Vendre à Général Perrier : présenter le résultat propre au bien

Pour préparer une vente à Général Perrier, les statistiques locales servent avant tout à situer le logement, et non à remplacer son diagnostic. Un appartement classé C s’inscrit dans la catégorie la plus fréquente de l’échantillon, avec 275 diagnostics, mais ce seul rapprochement ne décrit pas toutes ses caractéristiques. À l’inverse, l’ancienneté d’un immeuble ne justifie pas de présumer une mauvaise étiquette : 71,5 % du bâti diagnostiqué est antérieur à 1948, alors que les classes C et D dominent. Une présentation factuelle consiste à distinguer clairement l’année de construction, la surface, l’étiquette et les estimations propres au bien. Les chiffres disponibles ne permettent de chiffrer ni une incidence sur sa valeur, ni un effet sur les conditions de vente, ni le bénéfice éventuel de travaux.

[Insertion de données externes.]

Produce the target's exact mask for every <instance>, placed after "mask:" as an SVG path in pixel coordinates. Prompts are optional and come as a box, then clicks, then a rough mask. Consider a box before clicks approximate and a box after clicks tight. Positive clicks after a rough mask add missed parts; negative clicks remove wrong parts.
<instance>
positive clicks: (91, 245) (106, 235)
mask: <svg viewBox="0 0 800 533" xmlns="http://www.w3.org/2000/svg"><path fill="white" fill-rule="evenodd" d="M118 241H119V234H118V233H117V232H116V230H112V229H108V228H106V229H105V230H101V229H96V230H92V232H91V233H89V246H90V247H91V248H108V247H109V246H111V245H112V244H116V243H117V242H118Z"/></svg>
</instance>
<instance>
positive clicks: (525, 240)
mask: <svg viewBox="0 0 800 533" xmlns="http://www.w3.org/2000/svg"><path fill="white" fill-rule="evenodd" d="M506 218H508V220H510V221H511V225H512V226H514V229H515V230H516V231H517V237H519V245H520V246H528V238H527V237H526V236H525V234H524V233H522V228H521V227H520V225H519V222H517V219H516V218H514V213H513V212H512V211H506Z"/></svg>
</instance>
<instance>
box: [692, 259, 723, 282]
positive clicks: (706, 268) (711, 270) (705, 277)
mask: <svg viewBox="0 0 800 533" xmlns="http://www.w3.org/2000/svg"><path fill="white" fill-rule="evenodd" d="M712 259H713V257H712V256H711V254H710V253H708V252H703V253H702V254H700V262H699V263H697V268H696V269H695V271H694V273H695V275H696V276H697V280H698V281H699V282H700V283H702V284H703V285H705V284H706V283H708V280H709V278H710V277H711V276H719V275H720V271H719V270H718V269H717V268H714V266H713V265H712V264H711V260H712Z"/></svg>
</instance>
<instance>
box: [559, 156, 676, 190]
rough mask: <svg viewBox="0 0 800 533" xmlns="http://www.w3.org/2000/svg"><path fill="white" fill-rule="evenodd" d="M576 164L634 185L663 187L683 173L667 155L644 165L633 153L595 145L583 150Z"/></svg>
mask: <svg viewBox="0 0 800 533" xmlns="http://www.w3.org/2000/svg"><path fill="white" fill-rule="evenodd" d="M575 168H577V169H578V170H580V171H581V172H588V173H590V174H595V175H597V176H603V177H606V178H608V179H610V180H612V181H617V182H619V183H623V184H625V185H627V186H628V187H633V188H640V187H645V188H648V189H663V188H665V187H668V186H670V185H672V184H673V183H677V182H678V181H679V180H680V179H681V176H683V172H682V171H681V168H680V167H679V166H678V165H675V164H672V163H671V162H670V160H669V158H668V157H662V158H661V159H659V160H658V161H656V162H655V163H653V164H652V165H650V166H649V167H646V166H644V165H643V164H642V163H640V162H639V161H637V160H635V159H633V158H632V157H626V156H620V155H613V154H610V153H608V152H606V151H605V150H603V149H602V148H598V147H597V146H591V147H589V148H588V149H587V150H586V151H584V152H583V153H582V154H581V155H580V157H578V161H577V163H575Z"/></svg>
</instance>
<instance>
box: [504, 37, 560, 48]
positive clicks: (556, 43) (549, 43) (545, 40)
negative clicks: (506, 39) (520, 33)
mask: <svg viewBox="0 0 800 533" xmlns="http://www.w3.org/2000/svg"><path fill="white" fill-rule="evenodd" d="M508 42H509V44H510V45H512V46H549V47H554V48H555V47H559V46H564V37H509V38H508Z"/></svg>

Louer dans le quartier : distinguer estimation et situation individuelle

Dans un projet locatif, le coût énergétique annuel médian estimé de 829 € constitue un repère de quartier, pas une prévision de dépense pour le futur occupant. La surface médiane de 47 m² et la diversité des étiquettes montrent l’intérêt d’examiner les informations du logement envisagé plutôt que d’appliquer une moyenne locale à tous les appartements. Pour le bailleur comme pour le candidat locataire, la lecture doit porter sur l’étiquette individuelle, la consommation indiquée et le périmètre de l’estimation présentée. Les 20 logements classés F ou G signalent également l’existence de situations énergétiques moins favorables dans le secteur. Toutefois, les seules statistiques fournies ne permettent pas de conclure à la possibilité de louer un bien précis ni de déterminer les travaux qui lui seraient nécessaires.

Questions fréquentes

Les logements anciens de Général Perrier sont-ils tous mal classés au DPE ?

Non. Les constructions antérieures à 1948 représentent 71,5 % des diagnostics du quartier, mais les étiquettes les plus fréquentes sont C, avec 275 logements, et D, avec 206 logements. L’âge du bâti ne permet donc pas, à lui seul, de présumer le classement d’un bien. Les données ne précisent pas les rénovations ou les équipements susceptibles d’expliquer ces résultats.

Général Perrier compte-t-il davantage de passoires énergétiques que Nîmes ?

La proportion est légèrement supérieure : les classes F et G concernent 20 logements, soit 3,2 % des DPE du quartier, contre 2,8 % à Nîmes. Cette comparaison porte sur les diagnostics analysés. Elle ne signifie pas que chaque immeuble ancien comporte une passoire énergétique et ne permet pas de localiser les logements concernés au sein du quartier.

Pourquoi le coût médian est-il plus bas malgré une consommation médiane plus élevée ?

Le coût annuel estimé et la consommation par mètre carré sont des indicateurs différents. Général Perrier présente un coût médian de 829 €, contre 890 € à Nîmes, mais aussi une surface médiane plus petite : 47 m² contre 61 m². Ce contexte aide à lire les résultats, sans démontrer une cause unique. Les données fournies ne permettent pas d’expliquer complètement cet écart.